Occupation Scholar, writer

David Reigle (August 22, 1952 in Danville, Pennsylvania, US) is an American author and an independent scholar of the Sanskrit scriptures of India and their Tibetan translations. He has written on the Buddhist Kālacakra teachings, and has published research on the sourcebooks accepted in Theosophy. These are the Books of Kiu-te, i.e., rgyud-sde, the Tibetan Buddhist tantras, and the so-called Book of Dzyan, which still remains unidentified.

David Reigle became interested in Theosophy in 1973. Although he began his Sanskrit studies at the University of California, Santa Barbara, in 1978, he did not pursue a PhD, but rather continued his Sanskrit studies independently. He began his Tibetan studies with a private tutor in Dharamsala, India, in 1979. While working on Sanskrit texts, he identified two very rare Sanskrit verb-forms and wrote an article about them that was published in the Indo-Iranian Journal.

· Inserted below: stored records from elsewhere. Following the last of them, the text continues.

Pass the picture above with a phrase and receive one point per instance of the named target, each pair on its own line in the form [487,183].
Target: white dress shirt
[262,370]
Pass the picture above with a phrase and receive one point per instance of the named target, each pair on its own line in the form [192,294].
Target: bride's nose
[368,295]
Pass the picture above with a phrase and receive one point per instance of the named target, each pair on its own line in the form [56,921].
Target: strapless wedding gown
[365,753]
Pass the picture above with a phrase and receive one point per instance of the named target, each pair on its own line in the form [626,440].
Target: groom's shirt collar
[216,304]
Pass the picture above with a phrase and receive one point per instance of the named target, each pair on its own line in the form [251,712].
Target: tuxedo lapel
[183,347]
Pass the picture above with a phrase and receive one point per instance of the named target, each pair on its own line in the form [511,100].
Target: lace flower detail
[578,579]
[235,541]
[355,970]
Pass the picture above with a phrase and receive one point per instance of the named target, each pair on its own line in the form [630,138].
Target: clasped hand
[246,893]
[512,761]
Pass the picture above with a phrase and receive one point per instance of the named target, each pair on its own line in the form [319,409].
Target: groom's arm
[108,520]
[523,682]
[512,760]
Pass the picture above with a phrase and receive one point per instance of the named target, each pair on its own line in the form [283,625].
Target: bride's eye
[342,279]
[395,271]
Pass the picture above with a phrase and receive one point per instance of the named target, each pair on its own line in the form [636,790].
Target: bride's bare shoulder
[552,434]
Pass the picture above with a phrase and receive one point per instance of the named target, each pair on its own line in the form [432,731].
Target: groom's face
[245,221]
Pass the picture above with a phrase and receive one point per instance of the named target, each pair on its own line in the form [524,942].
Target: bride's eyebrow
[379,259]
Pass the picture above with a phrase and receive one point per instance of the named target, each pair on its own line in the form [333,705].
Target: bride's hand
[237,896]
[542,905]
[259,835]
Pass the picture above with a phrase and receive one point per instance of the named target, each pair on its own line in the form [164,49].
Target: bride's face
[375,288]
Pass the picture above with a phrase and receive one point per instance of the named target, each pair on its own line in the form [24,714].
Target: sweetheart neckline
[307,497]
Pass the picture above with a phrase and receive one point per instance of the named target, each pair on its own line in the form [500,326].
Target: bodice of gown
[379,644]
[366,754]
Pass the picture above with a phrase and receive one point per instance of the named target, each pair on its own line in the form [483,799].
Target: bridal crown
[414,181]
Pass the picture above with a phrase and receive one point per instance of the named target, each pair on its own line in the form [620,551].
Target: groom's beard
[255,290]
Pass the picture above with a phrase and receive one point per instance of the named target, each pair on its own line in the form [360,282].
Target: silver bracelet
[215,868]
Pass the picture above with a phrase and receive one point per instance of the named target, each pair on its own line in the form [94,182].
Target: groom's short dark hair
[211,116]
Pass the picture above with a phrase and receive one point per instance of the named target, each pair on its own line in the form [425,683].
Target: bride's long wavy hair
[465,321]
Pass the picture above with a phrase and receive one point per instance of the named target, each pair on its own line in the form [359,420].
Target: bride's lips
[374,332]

The Books of Kiu-te are said by Theosophical founder Helena Petrovna Blavatsky to be a series of texts, some of which are secret, and others public. The secret ones are said to include the Book of Dzyan, from which stanzas were allegedly translated by Blavatsky to form the basis of her major book, The Secret Doctrine (2 vols., 1888). The public ones, said to be in the possession of Tibetan monasteries, long remained unidentified. In 1981, Reigle identified them as rgyud-sde, the Tibetan Buddhist tantras, by tracing out the reference Blavatsky gave when referring to these books. Then unknown to Reigle, Henk J. Spierenburg had made this identification six years earlier in a note to an article he wrote in Dutch. Reigle followed up this identification with a small book, The Books of Kiu-te, or the Tibetan Buddhist Tantras: A Preliminary Analysis, published in 1983. This book surveys the Buddhist tantras as found in Tibetan translation in the Tibetan Kangyur and their commentaries as found in the Tibetan Tengyur, and includes a bibliography of the then available printed editions of their Sanskrit originals. It was reviewed in Journal of the International Association of Buddhist Studies.